The word “hate” is bandied about these days to the point that it seems to be losing its meaning. People who love are often called haters because they don’t happen to hold to the latest politically correct view on the definition of marriage or on abortion.
SPLC says on their website: “The Southern Poverty Law Center is a nonprofit civil rights organization dedicated to fighting hate and bigotry, and to seeking justice for the most vulnerable members of society.” Sounds great, until you look at some of their stances.
For example, they have a map of hate on their website. Click on any of the states, and you’ll see listed organizations branded as hate groups. I work at one of them, Truth in Action Ministries. We’re right there with “United Klans of America,” an offshoot of the KKK.
SLPC brands us as “Anti-Gay.” We certainly believe what the Bible says—that all sinners (and that’s all of us) can be forgiven when we repent of our sins and come to Christ and ask for forgiveness. Thousands of ex-homosexuals are alive today who have found hope and change through the Gospel of Christ. Yes, we promote that at Truth in Action Ministries; and, of course, we believe that marriage is the union of one man and one woman. But we don’t hate anyone.
Family Research Council in Washington, DC is also on SPLC’s map of hate. That fact almost led to serious bloodshed.
Lt. Gen. (retired) Jerry Boykin, vice president of the group, tells what happened: “August 15th, 2012 Floyd Lee Corkins walked into the lobby of the Family Research Council with a backpack with a Glock 9 mm and about 70 rounds of ammunition as well as 15 Chick-fil-A sandwiches. And he shot a very heroic man named Leo Johnson, who tried to stop him. Leo wrestled him to the ground with one good arm, took his pistol away from him and started to shoot him, and then Leo told us later that God told him not to shoot Floyd Lee Corkins.”

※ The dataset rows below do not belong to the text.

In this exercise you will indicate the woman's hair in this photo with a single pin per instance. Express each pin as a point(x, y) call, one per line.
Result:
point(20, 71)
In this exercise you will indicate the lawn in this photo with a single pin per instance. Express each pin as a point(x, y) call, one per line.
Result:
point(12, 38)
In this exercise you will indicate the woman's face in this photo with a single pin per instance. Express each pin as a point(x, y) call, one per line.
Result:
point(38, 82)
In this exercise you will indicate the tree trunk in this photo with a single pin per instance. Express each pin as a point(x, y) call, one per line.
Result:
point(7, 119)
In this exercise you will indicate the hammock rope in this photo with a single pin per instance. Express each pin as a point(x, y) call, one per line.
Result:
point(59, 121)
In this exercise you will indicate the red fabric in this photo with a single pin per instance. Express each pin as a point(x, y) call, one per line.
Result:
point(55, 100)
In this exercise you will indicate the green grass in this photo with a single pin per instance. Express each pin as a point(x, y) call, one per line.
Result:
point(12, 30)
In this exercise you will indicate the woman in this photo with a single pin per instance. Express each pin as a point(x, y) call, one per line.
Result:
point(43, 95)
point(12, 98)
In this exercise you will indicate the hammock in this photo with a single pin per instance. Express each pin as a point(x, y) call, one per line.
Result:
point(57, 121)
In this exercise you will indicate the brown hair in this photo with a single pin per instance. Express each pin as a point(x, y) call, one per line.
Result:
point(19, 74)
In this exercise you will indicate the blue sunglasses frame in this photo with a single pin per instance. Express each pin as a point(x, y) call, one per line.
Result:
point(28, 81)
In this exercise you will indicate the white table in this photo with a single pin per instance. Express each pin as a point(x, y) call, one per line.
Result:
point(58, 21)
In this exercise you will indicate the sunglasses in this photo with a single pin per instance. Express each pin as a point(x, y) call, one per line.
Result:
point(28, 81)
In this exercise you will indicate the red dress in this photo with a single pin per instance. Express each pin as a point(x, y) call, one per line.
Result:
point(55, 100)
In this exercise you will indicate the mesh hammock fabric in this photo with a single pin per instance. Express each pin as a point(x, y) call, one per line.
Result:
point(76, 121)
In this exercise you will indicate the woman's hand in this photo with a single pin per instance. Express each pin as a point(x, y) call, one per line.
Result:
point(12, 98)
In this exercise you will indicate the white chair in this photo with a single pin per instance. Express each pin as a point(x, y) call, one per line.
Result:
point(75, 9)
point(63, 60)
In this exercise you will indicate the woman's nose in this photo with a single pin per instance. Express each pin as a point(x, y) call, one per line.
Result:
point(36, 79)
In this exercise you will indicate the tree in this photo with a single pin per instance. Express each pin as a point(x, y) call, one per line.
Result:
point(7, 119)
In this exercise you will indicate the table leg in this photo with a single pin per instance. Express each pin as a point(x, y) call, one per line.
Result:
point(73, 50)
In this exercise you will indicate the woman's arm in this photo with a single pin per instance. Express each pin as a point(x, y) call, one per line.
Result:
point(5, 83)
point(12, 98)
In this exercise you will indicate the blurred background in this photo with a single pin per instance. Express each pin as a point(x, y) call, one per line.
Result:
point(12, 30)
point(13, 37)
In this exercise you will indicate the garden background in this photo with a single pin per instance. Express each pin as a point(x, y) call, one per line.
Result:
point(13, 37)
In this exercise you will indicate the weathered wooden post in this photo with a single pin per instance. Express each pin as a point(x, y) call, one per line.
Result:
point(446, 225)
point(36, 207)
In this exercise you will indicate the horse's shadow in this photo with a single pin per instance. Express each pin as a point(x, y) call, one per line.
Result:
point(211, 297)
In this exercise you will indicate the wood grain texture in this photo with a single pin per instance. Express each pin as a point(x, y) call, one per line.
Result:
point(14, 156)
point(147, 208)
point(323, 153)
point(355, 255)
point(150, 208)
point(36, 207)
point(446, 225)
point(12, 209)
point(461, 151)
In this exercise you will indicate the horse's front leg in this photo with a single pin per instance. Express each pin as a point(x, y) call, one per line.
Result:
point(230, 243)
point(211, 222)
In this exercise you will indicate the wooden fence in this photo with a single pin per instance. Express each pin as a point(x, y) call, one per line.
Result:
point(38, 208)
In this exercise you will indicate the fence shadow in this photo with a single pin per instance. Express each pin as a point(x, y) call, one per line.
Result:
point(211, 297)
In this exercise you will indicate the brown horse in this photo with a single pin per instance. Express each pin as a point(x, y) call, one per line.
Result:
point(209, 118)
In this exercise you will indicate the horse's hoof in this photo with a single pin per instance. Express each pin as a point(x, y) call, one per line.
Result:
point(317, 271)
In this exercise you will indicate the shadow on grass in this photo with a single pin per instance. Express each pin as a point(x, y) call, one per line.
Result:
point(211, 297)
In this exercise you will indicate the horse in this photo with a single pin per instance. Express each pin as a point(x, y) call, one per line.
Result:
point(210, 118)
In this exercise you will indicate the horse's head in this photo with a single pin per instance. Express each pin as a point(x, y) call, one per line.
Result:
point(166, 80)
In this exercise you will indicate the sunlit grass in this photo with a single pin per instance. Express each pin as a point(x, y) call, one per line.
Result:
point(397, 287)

Boykin adds, “Now it’s important to understand that he was motivated to come in and try to kill as many people as possible at the Family Research Council because we had been labeled a hate group by the Southern Poverty Law Center. It’s incredible that Leo stood over him bleeding after having been shot with nobody to help him and God told him not to shoot this man, and that’s hate? I don’t think so.”

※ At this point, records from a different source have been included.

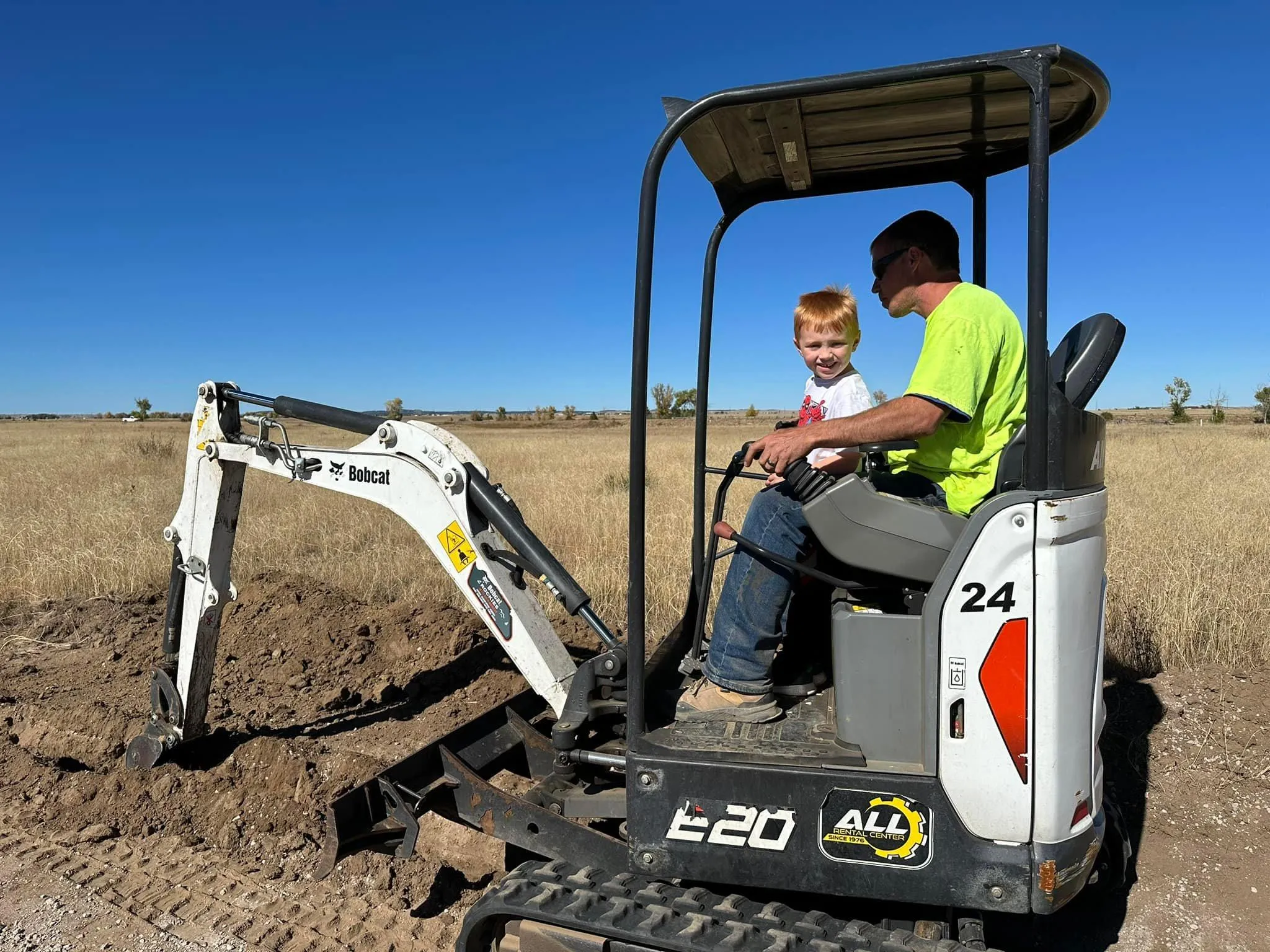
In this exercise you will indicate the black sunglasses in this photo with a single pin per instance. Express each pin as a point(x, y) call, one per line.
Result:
point(883, 263)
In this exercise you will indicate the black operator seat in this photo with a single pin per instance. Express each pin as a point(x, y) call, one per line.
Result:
point(869, 530)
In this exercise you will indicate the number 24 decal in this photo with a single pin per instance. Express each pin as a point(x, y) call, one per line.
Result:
point(1002, 598)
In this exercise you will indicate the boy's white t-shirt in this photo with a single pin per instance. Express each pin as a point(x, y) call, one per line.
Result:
point(845, 395)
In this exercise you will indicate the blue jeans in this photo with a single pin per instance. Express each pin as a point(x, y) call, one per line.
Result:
point(755, 597)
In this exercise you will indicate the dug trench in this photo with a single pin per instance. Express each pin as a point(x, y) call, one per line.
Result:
point(314, 694)
point(316, 691)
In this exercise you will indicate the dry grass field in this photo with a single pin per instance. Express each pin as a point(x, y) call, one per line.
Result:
point(83, 506)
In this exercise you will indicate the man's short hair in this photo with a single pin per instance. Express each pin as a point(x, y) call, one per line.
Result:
point(832, 309)
point(929, 231)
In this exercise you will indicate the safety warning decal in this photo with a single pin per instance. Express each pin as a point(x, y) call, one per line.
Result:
point(884, 829)
point(492, 601)
point(456, 546)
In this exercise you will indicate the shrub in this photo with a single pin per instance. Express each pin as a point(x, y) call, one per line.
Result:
point(1179, 392)
point(664, 400)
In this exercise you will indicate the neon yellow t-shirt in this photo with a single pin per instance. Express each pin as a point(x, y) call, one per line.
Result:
point(973, 363)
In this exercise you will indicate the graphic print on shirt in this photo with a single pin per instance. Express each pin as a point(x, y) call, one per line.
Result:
point(812, 412)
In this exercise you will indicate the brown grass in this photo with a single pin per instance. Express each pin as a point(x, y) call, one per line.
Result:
point(83, 506)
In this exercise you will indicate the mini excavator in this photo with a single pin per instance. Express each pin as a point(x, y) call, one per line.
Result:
point(951, 767)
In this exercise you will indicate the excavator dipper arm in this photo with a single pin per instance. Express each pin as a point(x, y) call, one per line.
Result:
point(420, 472)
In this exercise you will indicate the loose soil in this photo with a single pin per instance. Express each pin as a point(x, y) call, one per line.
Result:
point(316, 691)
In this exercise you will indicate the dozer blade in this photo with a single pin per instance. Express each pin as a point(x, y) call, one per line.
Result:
point(448, 777)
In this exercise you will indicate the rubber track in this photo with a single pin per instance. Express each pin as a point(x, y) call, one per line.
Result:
point(655, 914)
point(196, 894)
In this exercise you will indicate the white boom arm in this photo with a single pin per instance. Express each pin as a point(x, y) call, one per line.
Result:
point(413, 469)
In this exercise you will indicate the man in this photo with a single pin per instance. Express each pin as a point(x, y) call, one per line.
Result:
point(967, 398)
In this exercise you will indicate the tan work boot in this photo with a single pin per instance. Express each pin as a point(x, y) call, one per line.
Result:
point(706, 701)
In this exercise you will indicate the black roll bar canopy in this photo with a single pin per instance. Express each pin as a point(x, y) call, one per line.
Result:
point(961, 121)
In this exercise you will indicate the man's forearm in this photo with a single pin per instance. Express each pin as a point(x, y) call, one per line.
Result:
point(904, 418)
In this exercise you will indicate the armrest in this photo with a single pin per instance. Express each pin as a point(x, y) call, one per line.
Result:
point(888, 447)
point(876, 455)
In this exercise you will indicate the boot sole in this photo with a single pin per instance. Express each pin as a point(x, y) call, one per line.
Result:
point(735, 715)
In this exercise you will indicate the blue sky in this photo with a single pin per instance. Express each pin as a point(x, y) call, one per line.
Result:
point(356, 201)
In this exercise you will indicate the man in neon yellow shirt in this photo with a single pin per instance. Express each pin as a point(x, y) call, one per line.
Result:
point(967, 398)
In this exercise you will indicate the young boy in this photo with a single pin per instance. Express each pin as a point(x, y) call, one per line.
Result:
point(826, 333)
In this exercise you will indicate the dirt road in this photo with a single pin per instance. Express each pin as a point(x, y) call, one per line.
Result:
point(316, 691)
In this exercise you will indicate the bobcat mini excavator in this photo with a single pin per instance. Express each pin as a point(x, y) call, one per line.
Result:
point(953, 764)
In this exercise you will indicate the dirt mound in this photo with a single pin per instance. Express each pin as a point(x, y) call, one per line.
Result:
point(315, 691)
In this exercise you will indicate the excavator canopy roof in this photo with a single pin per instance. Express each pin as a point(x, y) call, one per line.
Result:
point(961, 121)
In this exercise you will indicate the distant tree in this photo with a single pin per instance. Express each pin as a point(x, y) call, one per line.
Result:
point(1179, 392)
point(1219, 412)
point(664, 400)
point(1261, 413)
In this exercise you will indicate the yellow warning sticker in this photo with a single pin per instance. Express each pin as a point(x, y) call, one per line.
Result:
point(458, 546)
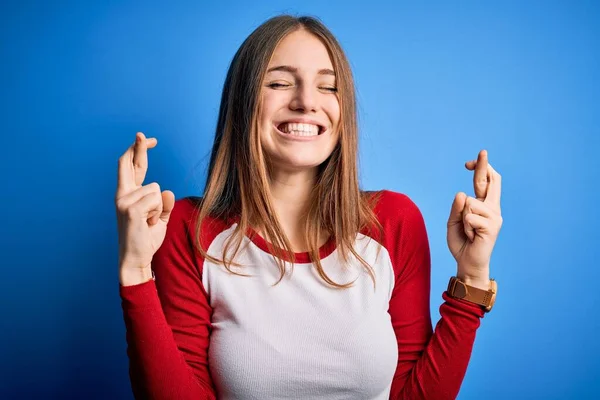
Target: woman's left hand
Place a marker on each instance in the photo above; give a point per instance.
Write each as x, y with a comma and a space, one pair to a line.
474, 224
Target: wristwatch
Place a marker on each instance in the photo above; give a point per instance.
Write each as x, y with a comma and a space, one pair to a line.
485, 298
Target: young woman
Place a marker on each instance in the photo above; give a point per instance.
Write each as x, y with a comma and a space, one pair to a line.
285, 280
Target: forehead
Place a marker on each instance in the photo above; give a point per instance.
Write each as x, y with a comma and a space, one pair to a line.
302, 50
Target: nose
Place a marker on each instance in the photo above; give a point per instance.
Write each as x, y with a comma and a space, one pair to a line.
304, 100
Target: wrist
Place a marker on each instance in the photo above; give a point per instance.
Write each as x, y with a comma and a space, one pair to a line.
478, 282
135, 276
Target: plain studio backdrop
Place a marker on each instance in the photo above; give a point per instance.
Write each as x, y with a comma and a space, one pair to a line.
436, 81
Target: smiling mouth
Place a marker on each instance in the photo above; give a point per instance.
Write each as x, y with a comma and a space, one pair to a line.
300, 129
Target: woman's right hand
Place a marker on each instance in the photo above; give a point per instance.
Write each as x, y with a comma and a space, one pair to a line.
142, 213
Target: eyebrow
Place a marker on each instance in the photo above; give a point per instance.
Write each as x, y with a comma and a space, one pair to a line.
290, 69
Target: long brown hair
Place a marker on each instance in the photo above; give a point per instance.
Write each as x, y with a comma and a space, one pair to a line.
237, 186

Why the Chick-fil-A sandwiches? Boykin says, “what Corkins said at his hearing when he plead guilty to 3 charges was that his intention was to kill as many people as possible that day, smear a Chick-fil-A sandwich in their face and then go on to two other organizations, both of which he had found on the Southern Poverty Law Center’s website listed as hate groups; what he objected to was our stand on traditional marriage.”
Tony Perkins, president of the Family Research Council, says that their group regularly prays for Corkins’ salvation, that he “might come to an understanding of the truth, the Gospel of Jesus Christ. I can tell you today in working with our team—there is no animosity, no bitterness, there is compassion, but understanding of the stakes of standing for religious freedom today.”
Dr. King told his followers, “We must meet hate with creative love.” He added, “Let us hope there will be no more violence. But if the streets must flow with blood let it flow with our blood in the spirit of Jesus Christ on the cross” (Birmingham, May 1963).
On a few occasions, I have interviewed Dr. Alveda King, the niece of Dr. King, who is active in pro-life work. She told me, “Well, Dr. Martin Luther King’s daughter, Reverend Bernice King, marched with her Bishop, Bishop Eddie Long in Atlanta late in 2004. And the theme of their march was marriage between a man and a woman and that gay rights and gay marriage was not included in the civil rights movement. Bernice said in her own words, ‘I know deep within my sanctified soul that my father did not take a bullet for same-sex marriage.’”
If that were the case, would SPLC label Dr. King a hater? If so, maybe they should take a hammer and chisel to his scripture quote. As it stands, the SPLC is, by their actions, denying the meaning of Dr. King’s (and Amos’) words.